When I saw the Writers Guild of America strike coming and potentially affecting the very few TV shows I enjoy -- two of which happen to air on the very same night and time -- I was more concerned about the future exploits of the tube's own Captain America, Jack Bauer, fighting terrorists and corrupt politicians on 24 than the continuing saga of Heroes.

Why?

The one-day, 24-ep story arcs that drove 24 for five seasons to critical and ratings successes "blew up" not very long after the initial shock of a nuclear bomb exploding in southern California. As many fans howled over plot developments that seemingly went "nowhere" (I liked many of them them more than most of you), ratings took a dive and, no doubt, the success of the inaugural season of Heroes scheduled head-on against 24 on Monday nights contributed to some of that slide. Besides, how many times can Captain Jack overcome a rogues gallery of terrorists against "impossible odds" before viewers start wondering if there's more to the story than that?

Last week, EW.com reported the production will be suspended on 24 after ep 8, with the finished chapters embargoed until the strike ends and eps can be aired uninterrupted. We won't have this same problem with Heroes, however, according to a news story appearing on MTV. com. After the end of season 1, producers put out the word there would be two story arcs instead of one, with the current "Generations" story ending -- very conveniently -- after ep 11 airing on Dec. 3.

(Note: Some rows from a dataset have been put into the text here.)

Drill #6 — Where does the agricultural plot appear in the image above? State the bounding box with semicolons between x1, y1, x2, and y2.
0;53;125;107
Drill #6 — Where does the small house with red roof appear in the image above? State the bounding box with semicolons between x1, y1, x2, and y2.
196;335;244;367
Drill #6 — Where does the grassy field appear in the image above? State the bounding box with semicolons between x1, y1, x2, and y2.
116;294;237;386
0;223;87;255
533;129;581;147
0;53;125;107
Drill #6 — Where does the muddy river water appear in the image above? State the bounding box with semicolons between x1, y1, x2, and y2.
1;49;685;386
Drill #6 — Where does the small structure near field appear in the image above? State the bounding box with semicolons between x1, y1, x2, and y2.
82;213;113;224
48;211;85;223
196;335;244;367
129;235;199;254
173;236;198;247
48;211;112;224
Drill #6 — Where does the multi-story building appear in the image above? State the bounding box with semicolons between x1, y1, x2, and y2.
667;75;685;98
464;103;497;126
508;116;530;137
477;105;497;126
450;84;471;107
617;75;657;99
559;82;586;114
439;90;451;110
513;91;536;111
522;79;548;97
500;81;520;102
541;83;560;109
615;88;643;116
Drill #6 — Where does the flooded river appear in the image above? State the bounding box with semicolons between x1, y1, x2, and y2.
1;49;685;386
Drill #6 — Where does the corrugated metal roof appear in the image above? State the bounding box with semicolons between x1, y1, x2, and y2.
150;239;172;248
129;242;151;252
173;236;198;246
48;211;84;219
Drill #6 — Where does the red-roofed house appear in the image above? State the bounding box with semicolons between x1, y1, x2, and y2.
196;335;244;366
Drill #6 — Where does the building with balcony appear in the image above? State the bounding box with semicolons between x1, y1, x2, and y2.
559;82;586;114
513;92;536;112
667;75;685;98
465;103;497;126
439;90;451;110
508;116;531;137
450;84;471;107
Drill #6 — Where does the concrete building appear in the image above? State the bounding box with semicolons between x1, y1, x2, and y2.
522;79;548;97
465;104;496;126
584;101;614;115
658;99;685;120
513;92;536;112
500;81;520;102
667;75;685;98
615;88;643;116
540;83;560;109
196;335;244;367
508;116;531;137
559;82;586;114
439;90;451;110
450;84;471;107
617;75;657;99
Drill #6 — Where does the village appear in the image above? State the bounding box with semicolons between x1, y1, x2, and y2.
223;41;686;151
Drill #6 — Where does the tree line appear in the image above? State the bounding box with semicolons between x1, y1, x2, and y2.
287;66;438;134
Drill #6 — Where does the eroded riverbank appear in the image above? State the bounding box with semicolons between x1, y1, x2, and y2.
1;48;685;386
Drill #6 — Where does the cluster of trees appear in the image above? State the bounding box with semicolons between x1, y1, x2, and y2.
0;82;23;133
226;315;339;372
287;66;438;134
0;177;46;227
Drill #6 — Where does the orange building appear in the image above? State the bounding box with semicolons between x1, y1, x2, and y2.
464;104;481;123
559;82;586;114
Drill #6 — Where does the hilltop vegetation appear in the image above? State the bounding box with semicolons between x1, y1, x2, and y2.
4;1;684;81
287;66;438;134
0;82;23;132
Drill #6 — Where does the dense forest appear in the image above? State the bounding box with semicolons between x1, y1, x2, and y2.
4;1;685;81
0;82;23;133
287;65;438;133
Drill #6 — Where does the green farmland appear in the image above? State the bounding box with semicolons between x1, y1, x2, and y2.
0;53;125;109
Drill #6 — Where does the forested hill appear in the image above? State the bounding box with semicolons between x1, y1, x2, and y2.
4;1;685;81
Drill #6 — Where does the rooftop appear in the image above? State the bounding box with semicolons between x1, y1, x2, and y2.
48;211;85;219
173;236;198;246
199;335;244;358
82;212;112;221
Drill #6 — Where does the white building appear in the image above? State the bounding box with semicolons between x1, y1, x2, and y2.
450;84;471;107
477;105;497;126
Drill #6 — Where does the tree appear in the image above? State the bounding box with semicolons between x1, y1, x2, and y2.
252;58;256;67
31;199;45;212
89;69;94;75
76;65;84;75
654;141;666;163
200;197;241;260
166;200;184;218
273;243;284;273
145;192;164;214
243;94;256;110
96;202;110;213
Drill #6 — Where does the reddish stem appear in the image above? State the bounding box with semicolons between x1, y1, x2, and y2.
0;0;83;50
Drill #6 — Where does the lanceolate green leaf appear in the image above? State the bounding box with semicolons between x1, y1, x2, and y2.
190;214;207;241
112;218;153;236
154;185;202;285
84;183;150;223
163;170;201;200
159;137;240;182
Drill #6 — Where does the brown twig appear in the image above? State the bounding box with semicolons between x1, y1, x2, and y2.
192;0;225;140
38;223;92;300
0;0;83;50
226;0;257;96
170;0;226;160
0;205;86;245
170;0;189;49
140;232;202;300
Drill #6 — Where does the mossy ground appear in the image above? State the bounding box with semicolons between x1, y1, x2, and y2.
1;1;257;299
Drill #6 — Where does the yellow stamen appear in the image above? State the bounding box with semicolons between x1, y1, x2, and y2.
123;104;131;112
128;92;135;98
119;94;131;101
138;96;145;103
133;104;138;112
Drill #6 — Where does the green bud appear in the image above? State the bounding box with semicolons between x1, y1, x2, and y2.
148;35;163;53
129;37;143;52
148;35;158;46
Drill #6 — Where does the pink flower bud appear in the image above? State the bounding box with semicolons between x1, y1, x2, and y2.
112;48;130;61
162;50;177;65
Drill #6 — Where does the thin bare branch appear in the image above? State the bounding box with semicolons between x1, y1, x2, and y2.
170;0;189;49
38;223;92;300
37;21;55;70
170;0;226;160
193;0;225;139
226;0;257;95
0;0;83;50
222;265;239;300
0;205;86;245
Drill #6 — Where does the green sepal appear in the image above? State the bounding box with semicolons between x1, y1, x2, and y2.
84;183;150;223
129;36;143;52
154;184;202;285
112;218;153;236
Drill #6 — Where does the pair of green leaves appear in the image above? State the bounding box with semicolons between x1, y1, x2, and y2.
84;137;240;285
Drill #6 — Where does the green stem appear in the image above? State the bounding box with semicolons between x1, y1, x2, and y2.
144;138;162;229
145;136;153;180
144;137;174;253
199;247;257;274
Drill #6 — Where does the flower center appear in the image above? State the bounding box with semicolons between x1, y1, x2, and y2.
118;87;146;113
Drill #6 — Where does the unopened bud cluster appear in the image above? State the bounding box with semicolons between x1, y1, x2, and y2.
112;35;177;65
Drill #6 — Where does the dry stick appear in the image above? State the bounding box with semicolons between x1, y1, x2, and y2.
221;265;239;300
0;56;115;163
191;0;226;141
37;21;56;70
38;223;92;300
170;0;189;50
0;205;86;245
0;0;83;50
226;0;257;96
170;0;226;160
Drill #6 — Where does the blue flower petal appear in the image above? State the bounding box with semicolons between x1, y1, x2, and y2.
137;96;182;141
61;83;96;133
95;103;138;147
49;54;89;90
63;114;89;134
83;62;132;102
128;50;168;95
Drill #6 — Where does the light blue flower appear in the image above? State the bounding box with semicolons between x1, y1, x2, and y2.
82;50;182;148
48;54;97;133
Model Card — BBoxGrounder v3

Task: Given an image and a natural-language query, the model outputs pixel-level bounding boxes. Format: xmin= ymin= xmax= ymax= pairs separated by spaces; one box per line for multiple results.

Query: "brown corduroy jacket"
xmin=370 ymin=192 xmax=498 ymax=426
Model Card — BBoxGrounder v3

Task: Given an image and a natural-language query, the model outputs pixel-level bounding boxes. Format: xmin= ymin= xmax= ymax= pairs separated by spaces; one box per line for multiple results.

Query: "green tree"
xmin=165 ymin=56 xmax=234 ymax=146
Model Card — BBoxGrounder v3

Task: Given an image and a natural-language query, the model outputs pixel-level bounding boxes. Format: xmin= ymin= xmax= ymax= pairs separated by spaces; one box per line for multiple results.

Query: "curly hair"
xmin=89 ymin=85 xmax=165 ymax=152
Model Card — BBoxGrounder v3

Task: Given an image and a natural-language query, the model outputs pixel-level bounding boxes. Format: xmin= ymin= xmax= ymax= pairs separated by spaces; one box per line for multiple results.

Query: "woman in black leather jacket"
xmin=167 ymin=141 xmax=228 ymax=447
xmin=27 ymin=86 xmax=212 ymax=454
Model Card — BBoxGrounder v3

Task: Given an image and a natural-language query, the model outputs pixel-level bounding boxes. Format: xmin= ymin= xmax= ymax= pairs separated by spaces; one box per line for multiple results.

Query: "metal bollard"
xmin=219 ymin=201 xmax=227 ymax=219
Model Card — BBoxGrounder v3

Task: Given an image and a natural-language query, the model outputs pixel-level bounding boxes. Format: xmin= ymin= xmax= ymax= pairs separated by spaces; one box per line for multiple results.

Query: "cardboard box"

So, you may be getting a premium cable channel run of Heroes -- think Dexter or Curb Your Enthusiasm -- but it will have a definitive end. Not only is it good for fans, on the business end, NBC/Universal will have at least one TV-to-DVD collection moneymaker on their hands come summertime.

And, just in case you missed it -- as I nearly did -- have a look at the multiple Heroes covers gracing this past week's TV Guide, illustrated by Jim Lee, Phil Jimenez, Michael Turner, and (my fav of the bunch) Tim Sale.